À partir de là, je me suis mise à trouver mon geste moins banal. Je n’avais pas le goût de reculer, j’étais juste un peu plus inquiète. Après un an de tests qui ont permis de confirmer que j’étais en assez bonne santé, nous nous sommes fait opérer. Est-ce que ça fait mal ? Oh que oui !!! Accoucher fait mal aussi, mais ça vaut la peine parce qu’on donne la vie. Nous nous portons très bien tous les deux et j’ai compris que l’inquiétude, l’incompréhension et la maladresse des gens face à ce geste d’amour, de générosité et d’humanité, n’étaient en fait que de l’amour à mon égard.

Qu’est-ce que l’amour ?
Un tourbillon de rêves au pays des merveilles,
qui s’échappe, s’enfuit au lever du soleil ?

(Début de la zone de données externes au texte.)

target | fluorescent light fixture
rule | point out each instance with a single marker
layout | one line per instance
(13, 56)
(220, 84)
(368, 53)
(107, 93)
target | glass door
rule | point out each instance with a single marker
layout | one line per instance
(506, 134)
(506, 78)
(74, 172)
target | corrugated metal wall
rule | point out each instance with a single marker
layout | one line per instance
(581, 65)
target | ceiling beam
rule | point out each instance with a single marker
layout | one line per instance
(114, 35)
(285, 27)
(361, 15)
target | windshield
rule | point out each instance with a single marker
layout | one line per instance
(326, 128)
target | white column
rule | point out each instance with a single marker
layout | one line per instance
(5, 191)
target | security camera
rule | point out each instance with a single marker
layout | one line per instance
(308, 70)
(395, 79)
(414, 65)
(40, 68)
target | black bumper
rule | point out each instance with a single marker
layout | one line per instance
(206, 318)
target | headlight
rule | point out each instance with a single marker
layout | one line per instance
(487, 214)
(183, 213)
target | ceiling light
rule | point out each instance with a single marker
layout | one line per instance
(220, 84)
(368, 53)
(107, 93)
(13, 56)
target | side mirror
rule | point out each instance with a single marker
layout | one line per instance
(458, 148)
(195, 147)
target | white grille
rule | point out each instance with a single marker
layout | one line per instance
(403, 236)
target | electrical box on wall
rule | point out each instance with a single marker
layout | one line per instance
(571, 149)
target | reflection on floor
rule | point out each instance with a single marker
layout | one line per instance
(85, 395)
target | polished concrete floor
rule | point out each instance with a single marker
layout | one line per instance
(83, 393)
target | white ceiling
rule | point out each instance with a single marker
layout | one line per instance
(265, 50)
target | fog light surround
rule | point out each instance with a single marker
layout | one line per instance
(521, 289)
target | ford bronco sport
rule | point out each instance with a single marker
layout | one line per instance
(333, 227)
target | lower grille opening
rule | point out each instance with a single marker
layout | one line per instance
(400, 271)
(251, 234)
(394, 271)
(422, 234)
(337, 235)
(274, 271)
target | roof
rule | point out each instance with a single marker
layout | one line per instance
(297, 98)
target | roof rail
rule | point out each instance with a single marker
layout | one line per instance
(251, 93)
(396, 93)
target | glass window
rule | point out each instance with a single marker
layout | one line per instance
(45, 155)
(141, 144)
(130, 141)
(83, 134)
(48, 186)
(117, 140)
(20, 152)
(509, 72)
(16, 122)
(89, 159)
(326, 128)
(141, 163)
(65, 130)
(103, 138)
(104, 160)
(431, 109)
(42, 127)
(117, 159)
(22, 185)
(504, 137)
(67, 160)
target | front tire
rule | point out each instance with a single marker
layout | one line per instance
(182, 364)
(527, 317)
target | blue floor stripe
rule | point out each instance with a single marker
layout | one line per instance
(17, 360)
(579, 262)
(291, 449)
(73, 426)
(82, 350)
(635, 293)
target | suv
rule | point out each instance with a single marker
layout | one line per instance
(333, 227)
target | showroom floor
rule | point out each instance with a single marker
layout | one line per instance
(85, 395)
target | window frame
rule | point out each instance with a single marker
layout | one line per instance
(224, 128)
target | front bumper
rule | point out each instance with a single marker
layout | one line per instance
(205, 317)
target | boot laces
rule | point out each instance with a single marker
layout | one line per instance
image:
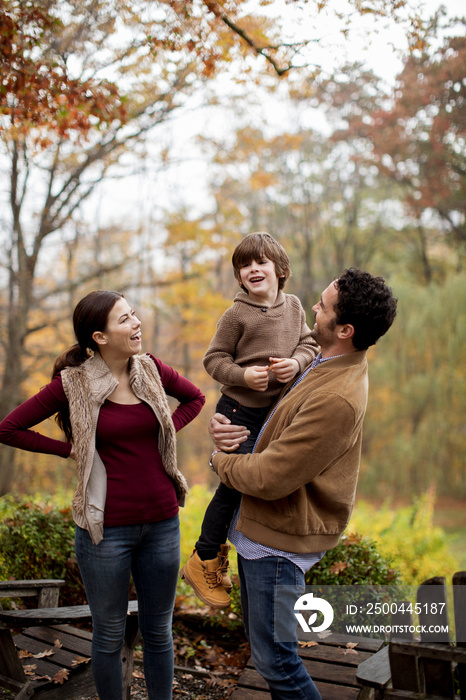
(213, 578)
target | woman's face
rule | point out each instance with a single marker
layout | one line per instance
(122, 334)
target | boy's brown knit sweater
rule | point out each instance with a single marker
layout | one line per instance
(248, 334)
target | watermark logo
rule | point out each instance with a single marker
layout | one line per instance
(307, 603)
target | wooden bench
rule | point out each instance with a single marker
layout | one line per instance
(424, 667)
(332, 663)
(27, 670)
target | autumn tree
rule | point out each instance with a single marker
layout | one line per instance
(82, 83)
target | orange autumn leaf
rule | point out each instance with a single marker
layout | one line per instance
(61, 676)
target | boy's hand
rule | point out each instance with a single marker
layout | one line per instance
(257, 377)
(284, 368)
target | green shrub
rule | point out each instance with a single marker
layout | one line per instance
(37, 542)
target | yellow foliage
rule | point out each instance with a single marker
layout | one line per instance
(408, 537)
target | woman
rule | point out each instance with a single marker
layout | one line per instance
(112, 406)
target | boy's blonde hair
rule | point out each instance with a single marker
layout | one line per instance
(255, 246)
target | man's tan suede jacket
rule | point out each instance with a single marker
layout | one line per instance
(299, 485)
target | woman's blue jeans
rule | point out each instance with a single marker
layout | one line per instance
(277, 661)
(151, 553)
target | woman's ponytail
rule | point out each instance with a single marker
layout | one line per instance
(72, 357)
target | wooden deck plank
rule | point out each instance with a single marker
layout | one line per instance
(70, 642)
(363, 643)
(329, 664)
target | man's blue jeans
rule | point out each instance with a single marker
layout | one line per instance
(151, 553)
(277, 661)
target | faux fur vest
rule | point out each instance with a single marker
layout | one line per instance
(86, 388)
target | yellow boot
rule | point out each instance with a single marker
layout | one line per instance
(205, 578)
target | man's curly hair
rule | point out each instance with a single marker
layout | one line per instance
(367, 304)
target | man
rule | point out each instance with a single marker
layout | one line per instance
(299, 484)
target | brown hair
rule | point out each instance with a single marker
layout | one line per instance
(259, 245)
(90, 315)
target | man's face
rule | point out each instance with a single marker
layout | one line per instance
(325, 324)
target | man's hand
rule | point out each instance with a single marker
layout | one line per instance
(226, 437)
(257, 377)
(284, 368)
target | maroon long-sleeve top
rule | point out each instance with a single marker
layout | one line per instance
(138, 488)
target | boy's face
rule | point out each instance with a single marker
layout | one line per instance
(260, 279)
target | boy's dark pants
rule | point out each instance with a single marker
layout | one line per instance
(225, 501)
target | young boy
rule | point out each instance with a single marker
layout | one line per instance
(262, 341)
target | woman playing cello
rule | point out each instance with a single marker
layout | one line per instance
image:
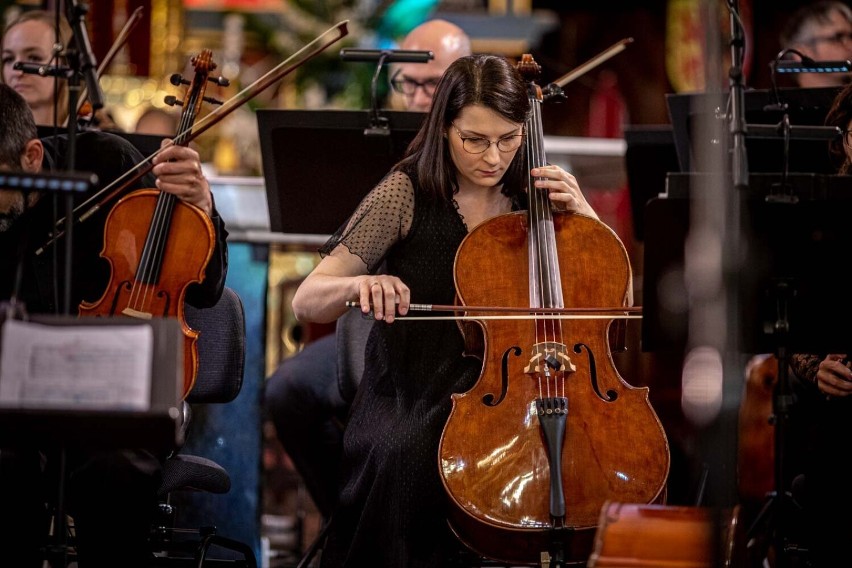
(464, 167)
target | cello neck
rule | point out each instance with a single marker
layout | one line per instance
(545, 280)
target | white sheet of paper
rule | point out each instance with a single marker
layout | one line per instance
(76, 367)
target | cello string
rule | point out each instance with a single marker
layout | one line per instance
(550, 292)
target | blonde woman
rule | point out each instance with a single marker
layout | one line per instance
(32, 38)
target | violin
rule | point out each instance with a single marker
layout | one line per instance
(157, 245)
(550, 431)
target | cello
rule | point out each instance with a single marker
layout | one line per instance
(550, 431)
(157, 245)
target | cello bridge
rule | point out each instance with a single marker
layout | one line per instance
(549, 357)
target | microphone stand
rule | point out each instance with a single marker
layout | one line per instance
(80, 63)
(379, 124)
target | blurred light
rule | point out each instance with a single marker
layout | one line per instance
(701, 397)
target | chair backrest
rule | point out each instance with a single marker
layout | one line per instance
(221, 349)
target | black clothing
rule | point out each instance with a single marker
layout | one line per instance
(823, 424)
(392, 507)
(111, 495)
(303, 402)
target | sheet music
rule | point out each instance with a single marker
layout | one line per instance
(76, 367)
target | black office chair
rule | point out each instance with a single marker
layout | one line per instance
(221, 354)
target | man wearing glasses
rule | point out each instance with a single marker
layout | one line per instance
(822, 31)
(416, 82)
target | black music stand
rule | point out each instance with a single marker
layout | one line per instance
(55, 429)
(318, 165)
(805, 107)
(786, 303)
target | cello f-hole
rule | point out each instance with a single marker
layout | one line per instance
(488, 399)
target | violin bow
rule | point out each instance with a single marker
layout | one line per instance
(305, 54)
(584, 68)
(508, 313)
(120, 41)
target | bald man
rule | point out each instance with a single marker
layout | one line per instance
(416, 82)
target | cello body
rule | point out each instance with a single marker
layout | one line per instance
(494, 460)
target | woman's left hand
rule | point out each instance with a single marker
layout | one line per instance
(564, 190)
(178, 171)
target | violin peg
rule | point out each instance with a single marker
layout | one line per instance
(177, 80)
(220, 81)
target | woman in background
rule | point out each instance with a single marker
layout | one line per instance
(31, 38)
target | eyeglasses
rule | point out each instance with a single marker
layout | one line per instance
(839, 38)
(408, 86)
(477, 145)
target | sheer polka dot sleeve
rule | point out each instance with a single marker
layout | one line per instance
(382, 219)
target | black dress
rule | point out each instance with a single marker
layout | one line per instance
(392, 509)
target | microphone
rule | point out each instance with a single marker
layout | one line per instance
(41, 69)
(386, 55)
(808, 65)
(88, 67)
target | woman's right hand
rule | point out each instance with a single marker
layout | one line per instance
(834, 378)
(383, 294)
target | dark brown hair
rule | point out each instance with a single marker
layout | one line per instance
(486, 80)
(840, 114)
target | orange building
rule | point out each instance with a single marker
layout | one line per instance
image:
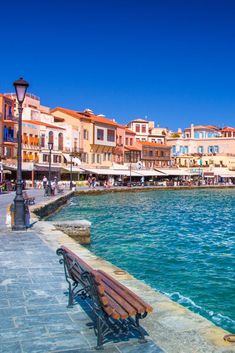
(8, 128)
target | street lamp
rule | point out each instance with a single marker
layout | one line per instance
(19, 203)
(50, 147)
(71, 172)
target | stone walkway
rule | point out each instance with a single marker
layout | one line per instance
(34, 317)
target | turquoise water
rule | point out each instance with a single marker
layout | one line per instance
(179, 242)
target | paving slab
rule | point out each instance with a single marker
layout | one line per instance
(33, 298)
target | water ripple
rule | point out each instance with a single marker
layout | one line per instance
(179, 242)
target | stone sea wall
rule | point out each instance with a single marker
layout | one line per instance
(172, 326)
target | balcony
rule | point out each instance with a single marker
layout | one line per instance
(10, 139)
(11, 118)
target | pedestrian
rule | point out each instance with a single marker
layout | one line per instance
(53, 187)
(89, 180)
(142, 181)
(93, 182)
(44, 182)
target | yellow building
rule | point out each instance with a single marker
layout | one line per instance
(8, 128)
(97, 135)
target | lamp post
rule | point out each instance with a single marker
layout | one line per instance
(19, 204)
(50, 148)
(71, 172)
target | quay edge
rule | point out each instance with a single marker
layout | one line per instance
(171, 326)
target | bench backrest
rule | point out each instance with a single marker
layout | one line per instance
(80, 272)
(107, 293)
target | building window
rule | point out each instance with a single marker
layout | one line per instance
(60, 141)
(8, 152)
(5, 111)
(100, 134)
(45, 157)
(200, 149)
(111, 135)
(43, 140)
(75, 144)
(210, 149)
(51, 137)
(85, 134)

Un monde un peu fou fait de poésie, 
où pour un rien, on se donne pour la vie ?
Le bonheur d’accueillir tendrement un enfant,
nous permettant de vivre un amour plus que grand ?
La rencontre, le réconfort, la solidarité des amis,
enveloppant, allégeant nos soucis, notre ennui ?
Peut-être de tendre la main à son prochain, 
jusqu’à la force de lui donner un rein.
L’amour c’est tout ça et plus encore.